Often prescribed as an emergency action to get control over climbing temperatures, geoengineering is a controversial strategy:

As Climate Disasters Pile Up, a Radical Proposal Gains Traction - NYTimes - October, 2020.

The idea is to use physics to change the heat balance of the biosphere so that instead of rising greenhouse gases trapping heat some mechanism is used to reduce the amount of solar gain. Most methods involve changing the atmosphere so that it reflects more sunlight.

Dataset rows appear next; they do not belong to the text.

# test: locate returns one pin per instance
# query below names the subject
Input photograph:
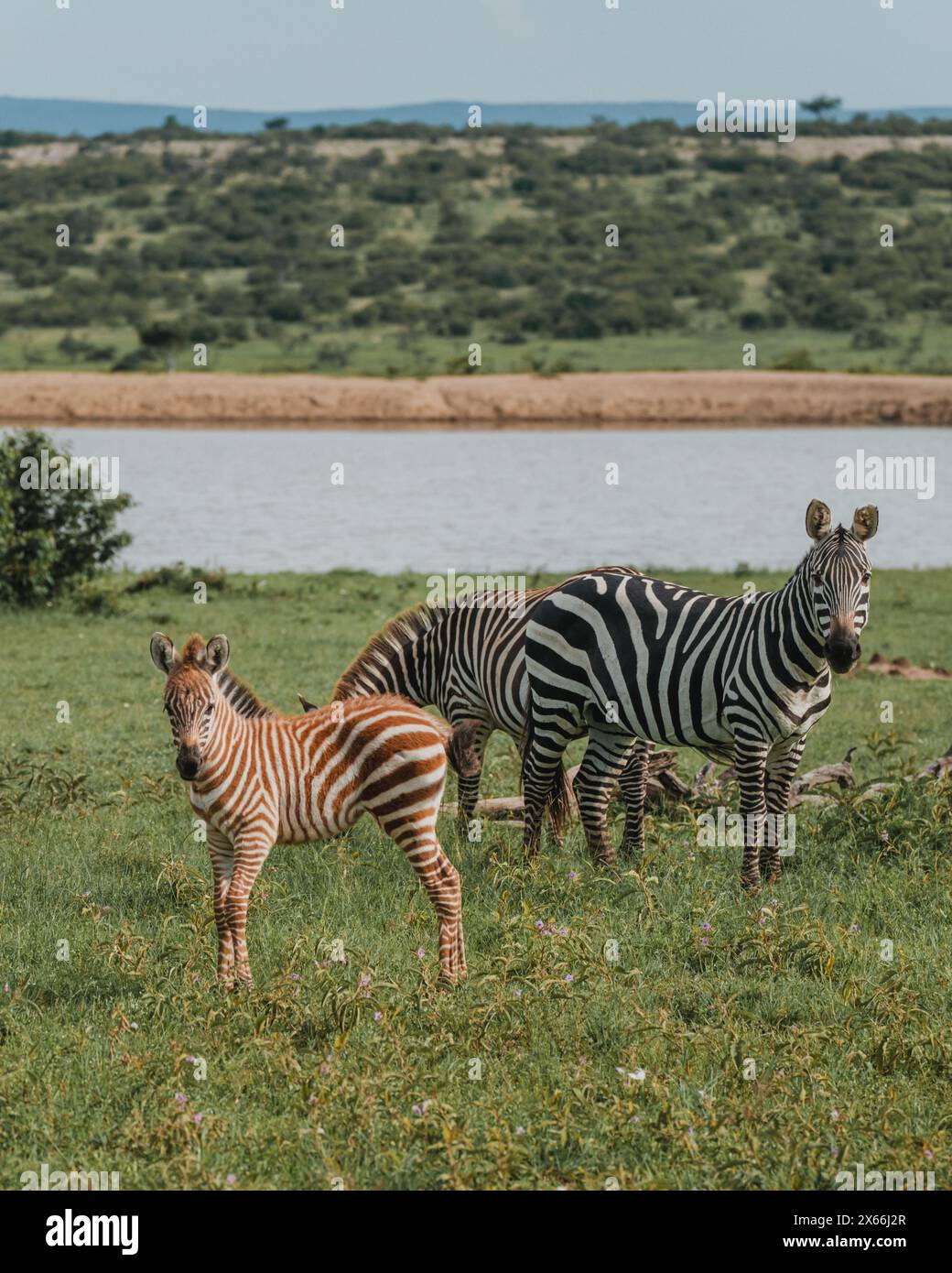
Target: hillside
(499, 237)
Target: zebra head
(837, 573)
(191, 694)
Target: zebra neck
(792, 623)
(407, 671)
(229, 737)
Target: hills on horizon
(68, 116)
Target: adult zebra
(741, 679)
(467, 659)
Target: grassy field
(551, 1066)
(914, 348)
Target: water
(492, 500)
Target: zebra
(258, 778)
(467, 659)
(741, 679)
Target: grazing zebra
(466, 659)
(740, 679)
(260, 778)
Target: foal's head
(191, 697)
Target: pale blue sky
(300, 54)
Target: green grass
(709, 345)
(304, 1089)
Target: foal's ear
(866, 522)
(217, 653)
(163, 653)
(818, 519)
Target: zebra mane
(403, 630)
(241, 697)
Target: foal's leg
(250, 853)
(780, 772)
(222, 867)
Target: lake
(507, 500)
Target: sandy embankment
(582, 400)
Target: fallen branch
(841, 774)
(903, 669)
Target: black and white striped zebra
(466, 659)
(741, 679)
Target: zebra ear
(866, 522)
(163, 653)
(818, 519)
(217, 653)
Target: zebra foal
(260, 778)
(741, 679)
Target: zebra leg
(466, 751)
(602, 766)
(633, 782)
(542, 779)
(415, 834)
(250, 853)
(750, 759)
(780, 769)
(440, 880)
(222, 867)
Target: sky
(287, 55)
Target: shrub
(49, 540)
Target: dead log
(905, 669)
(841, 774)
(937, 767)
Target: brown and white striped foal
(260, 778)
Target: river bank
(583, 400)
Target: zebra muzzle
(843, 652)
(188, 763)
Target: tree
(49, 539)
(165, 339)
(822, 106)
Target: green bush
(49, 540)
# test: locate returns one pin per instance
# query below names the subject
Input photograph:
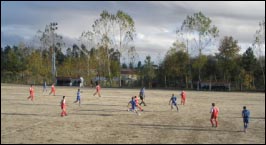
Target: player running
(142, 96)
(137, 103)
(133, 106)
(173, 102)
(183, 97)
(98, 90)
(214, 115)
(245, 115)
(31, 93)
(78, 97)
(63, 107)
(52, 90)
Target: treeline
(20, 64)
(101, 48)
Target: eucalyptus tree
(113, 31)
(259, 45)
(200, 27)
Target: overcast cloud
(155, 22)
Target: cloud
(155, 21)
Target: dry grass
(105, 120)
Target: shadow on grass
(189, 128)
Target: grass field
(105, 120)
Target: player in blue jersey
(245, 115)
(133, 105)
(78, 97)
(173, 102)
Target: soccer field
(106, 119)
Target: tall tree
(199, 25)
(113, 31)
(248, 63)
(148, 70)
(228, 52)
(259, 45)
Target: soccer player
(98, 90)
(63, 107)
(214, 115)
(52, 90)
(44, 87)
(78, 97)
(183, 97)
(142, 96)
(133, 105)
(173, 102)
(137, 103)
(245, 115)
(31, 93)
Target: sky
(155, 21)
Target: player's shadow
(104, 110)
(260, 118)
(24, 114)
(101, 105)
(90, 114)
(175, 127)
(32, 103)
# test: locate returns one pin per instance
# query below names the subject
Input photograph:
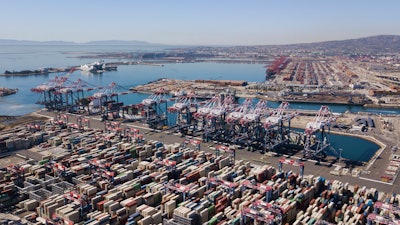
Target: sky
(201, 22)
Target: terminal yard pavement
(369, 179)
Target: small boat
(94, 67)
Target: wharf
(373, 176)
(160, 181)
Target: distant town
(88, 158)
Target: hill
(373, 44)
(105, 42)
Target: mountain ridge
(99, 42)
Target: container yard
(119, 175)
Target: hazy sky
(201, 22)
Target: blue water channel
(23, 102)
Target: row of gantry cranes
(222, 119)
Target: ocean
(34, 57)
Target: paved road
(259, 159)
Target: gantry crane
(54, 94)
(211, 117)
(293, 163)
(277, 135)
(252, 132)
(184, 108)
(154, 109)
(316, 137)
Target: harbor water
(34, 57)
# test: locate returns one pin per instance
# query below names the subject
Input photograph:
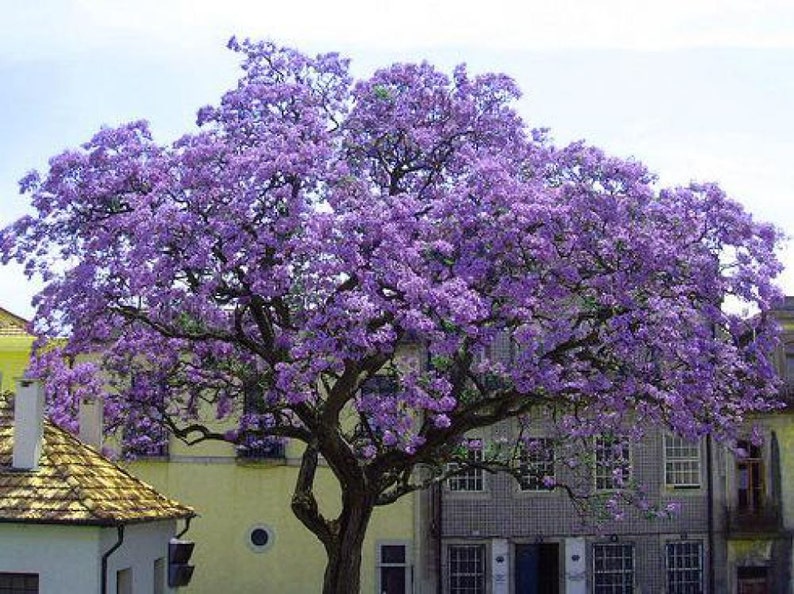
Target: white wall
(67, 558)
(143, 544)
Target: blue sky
(697, 90)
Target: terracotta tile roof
(74, 484)
(12, 325)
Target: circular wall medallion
(260, 538)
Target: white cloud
(64, 26)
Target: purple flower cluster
(315, 227)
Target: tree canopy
(314, 226)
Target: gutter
(110, 551)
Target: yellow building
(247, 539)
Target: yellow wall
(230, 498)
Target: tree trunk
(343, 572)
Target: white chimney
(90, 419)
(28, 424)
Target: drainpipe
(110, 551)
(439, 535)
(187, 527)
(710, 513)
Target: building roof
(74, 484)
(11, 324)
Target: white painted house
(71, 521)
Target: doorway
(537, 568)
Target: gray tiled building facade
(484, 534)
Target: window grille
(466, 569)
(535, 464)
(613, 569)
(684, 561)
(469, 479)
(612, 463)
(19, 583)
(681, 463)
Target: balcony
(749, 523)
(267, 449)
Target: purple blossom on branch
(315, 227)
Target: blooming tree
(315, 227)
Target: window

Methods to reduce atmospheric CO2 in our caae is included under Carbon Capture and Sequestration.

Some of the possible downsides include:

  • the fossil fuel industry will see it as a technological solution that they can brandish to delay real action on global warming and the burning of fossil fuels.
  • it does nothing for ocean acidification, and the marine food chain we and other ecosystems sit on top of.
  • the law of unintended consequences that could easily kick in as some of the methods are adopted wide-scale.
  • we only have one planet to experiment on.
  • the technology could be used for political purposes.

Research and discussions continue.

Systemic Proposals

Main article: Systemic Proposals

Detailed academic models show ways to transition entire economies over to renewable energy sources. Integration issues between intermittent solar and wind energy generation and storage needs are being addressed using real-world data in order to engineer energy infrastructure. Such system solutions are needed to meet actual demand and generation patterns.